In de Recat’s comic, the feed of transactions starts out innocuous: “Susan paid Kim”—light bulb, electrical plug—and the explanation, “Susan is paying her share of the electric bill.” Then things take a turn for the heartrendingly personal: “Your ex”—the comic addresses its reader in the second person—makes an appearance, and “you” can’t look away. Through a series of emoji annotated transactions, you can see that your ex has gone out for beers with a work friend he once claimed to hate, that he’s “being a martyr” by insisting on paying his roommate back some small amount of money, that he’s going out for coffee with a mutual friend and there’s no doubt they’ve “talked about how bad you’re doing.”

And then you see it: Chloe has paid for your ex and captioned the transaction with sushi and smiley face. The evidence is clear: “Your ex is having sex with some girl named Chloe.” You click on Chloe’s feed. She charged your ex for John Mayer, indicating that he took her to the concert with tickets you bought him for his birthday! But wait a minute. Chloe is also doing all sorts of things you find kind of cool. She paid her friend Samantha for “Lichtenstein at the Broad Museum,” an exhibit you’ve been meaning to check out. She paid Austin for “poetry reading.” You wonder, “Maybe she’ll be at the pop-up show this weekend and you’ll meet really organically.”

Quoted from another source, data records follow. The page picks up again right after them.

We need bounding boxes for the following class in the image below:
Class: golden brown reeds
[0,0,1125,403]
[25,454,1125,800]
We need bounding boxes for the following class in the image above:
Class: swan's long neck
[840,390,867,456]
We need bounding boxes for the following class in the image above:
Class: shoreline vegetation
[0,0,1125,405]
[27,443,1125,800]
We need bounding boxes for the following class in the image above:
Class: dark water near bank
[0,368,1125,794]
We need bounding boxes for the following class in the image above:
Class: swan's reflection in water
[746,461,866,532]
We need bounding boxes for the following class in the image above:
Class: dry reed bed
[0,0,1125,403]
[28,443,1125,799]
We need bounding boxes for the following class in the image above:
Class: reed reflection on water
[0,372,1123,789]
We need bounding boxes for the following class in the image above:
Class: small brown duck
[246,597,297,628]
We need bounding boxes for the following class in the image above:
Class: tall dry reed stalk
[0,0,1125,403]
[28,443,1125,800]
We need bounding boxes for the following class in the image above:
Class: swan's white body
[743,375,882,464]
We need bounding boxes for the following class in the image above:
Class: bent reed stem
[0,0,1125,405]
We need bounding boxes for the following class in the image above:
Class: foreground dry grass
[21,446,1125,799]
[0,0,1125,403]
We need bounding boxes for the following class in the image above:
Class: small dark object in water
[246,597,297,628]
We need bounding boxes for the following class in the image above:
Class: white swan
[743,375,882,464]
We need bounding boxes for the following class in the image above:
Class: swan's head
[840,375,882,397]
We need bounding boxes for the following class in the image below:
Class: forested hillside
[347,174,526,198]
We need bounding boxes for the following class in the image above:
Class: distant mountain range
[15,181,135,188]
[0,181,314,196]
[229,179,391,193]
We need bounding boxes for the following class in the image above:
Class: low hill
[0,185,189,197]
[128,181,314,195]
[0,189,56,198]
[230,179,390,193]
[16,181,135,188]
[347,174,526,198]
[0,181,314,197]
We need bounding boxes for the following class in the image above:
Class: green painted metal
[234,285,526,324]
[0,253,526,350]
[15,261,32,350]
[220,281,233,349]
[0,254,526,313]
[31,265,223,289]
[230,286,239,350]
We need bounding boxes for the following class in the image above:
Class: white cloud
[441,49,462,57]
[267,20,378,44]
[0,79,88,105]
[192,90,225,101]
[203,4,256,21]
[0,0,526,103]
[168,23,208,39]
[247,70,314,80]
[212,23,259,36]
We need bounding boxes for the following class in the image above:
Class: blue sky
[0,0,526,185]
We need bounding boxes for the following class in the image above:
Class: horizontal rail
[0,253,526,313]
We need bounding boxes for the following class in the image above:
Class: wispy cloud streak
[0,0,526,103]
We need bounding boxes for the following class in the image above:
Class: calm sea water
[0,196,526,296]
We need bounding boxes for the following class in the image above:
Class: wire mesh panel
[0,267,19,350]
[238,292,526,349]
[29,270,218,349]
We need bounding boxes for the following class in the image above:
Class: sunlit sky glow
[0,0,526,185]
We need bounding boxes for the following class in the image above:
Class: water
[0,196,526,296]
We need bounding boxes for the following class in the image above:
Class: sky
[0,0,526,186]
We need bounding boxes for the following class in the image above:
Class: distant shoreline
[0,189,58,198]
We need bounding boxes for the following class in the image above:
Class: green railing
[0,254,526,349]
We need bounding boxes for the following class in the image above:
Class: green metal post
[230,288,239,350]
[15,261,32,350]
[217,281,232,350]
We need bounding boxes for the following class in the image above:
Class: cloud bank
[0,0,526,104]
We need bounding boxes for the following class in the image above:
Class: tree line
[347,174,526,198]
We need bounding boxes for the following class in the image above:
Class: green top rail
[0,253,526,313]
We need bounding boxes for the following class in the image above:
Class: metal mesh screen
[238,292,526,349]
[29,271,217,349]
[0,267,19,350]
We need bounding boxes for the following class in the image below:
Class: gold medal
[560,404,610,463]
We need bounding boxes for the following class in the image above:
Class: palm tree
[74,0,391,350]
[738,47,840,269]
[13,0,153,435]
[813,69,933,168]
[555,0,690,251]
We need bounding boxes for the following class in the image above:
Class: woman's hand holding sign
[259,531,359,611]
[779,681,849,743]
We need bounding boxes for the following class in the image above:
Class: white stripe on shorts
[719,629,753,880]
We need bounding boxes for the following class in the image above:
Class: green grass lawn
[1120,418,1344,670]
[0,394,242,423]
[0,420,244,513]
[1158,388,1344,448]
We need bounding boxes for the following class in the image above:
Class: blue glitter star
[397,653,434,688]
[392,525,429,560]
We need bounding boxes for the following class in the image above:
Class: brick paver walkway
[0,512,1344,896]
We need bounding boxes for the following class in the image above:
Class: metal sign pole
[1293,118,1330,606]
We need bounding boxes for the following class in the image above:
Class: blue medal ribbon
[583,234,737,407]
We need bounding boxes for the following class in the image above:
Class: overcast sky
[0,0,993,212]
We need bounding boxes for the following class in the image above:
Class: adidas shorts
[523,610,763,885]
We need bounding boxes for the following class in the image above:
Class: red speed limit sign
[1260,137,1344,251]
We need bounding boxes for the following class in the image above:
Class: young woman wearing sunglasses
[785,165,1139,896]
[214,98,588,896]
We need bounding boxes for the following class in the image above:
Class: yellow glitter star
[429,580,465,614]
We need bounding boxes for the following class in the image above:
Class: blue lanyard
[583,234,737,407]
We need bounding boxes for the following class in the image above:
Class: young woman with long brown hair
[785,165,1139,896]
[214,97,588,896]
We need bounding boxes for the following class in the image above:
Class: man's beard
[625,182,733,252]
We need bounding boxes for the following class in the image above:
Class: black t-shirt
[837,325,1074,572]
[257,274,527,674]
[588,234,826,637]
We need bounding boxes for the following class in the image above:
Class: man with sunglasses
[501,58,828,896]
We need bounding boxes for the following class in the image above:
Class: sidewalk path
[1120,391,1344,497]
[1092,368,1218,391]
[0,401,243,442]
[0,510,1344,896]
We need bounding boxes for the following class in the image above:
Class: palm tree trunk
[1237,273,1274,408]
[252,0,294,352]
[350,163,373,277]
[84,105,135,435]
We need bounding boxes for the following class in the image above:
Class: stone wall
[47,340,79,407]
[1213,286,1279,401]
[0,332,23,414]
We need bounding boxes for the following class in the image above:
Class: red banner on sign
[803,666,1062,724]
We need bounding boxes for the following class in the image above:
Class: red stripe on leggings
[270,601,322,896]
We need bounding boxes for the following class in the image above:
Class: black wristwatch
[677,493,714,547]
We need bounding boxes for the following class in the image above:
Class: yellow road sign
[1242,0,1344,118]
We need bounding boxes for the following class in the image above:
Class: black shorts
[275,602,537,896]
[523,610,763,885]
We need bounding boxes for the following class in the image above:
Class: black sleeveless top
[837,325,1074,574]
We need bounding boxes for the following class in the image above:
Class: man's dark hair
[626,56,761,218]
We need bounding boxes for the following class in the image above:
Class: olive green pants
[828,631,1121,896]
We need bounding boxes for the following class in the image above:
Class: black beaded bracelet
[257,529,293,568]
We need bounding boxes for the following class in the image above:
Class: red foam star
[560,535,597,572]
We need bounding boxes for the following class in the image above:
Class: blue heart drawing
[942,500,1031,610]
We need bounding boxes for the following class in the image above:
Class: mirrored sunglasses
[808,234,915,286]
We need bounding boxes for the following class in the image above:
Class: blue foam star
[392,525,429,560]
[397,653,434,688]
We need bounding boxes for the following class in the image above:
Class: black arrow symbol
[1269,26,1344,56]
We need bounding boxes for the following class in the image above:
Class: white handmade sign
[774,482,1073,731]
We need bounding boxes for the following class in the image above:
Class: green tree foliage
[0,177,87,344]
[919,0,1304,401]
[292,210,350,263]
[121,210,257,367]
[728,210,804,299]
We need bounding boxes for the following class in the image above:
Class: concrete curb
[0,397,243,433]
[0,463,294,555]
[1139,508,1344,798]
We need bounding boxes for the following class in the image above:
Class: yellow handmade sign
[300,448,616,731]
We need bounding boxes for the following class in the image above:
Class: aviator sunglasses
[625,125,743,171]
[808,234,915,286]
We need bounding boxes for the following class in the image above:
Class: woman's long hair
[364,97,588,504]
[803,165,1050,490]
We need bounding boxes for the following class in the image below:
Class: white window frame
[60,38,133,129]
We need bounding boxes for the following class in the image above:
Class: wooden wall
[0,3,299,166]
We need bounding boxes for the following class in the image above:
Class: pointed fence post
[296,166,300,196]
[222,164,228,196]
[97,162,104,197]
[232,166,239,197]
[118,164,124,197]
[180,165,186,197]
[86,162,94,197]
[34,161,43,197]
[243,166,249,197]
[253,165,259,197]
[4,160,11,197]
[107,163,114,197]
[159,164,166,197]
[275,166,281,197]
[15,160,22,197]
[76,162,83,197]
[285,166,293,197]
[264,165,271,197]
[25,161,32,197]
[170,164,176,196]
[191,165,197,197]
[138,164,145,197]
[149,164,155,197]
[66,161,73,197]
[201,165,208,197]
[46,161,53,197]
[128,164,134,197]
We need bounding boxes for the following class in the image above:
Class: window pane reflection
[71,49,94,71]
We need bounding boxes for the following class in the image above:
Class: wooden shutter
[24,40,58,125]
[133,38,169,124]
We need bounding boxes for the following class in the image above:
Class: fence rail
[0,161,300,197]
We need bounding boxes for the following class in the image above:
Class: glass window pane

You do indeed meet, “really organically” of course. These days, you’re paying Chloe—palm tree, sunshine—because “You went to the beach and discussed how weird your ex’s feet are, how he never fully washes his dishes, and how his relationship with his sister is kind of unsettling.” And your ex is getting paid by some new girl named Piper—hamburger, heart—and you know what that means. And then the comic comes full circle: “Chloe paid you”—light bulb emoji, electrical plug emoji—and the explanation, “Chloe is paying her share of the electric bill.”

Breaking up, starting new friendships, moving into new apartments. Venmo is a scrapbook, a shoebox stuffed full of receipts and stories. A scroll back through a Venmo feed reveals a thousand memories, silly, shameful, and precious. The narrator of Marcel Proust’s In Search of Lost Time nibbles a madeleine dipped in tea and is taken on a journey through his own past, a flight of nostalgia that constitutes his vast novel series, which is itself a meditation on memory and modernity. Today’s “Proustian moment” might be triggered instead by a Venmo transaction: “You paid Aunt Léonie for Starbucks”—where, conveniently, both madeleines and tea are currently sold. Sadly there is no madeleine emoji to use on Venmo.

From New Money by Lana Swartz. Published by Yale University Press in 2020. Reproduced with permission.

Lana Swartz is assistant professor of media studies at the University of Virginia. She is the coeditor of Paid: Tales of Dongles, Checks, and Other Money Stuff.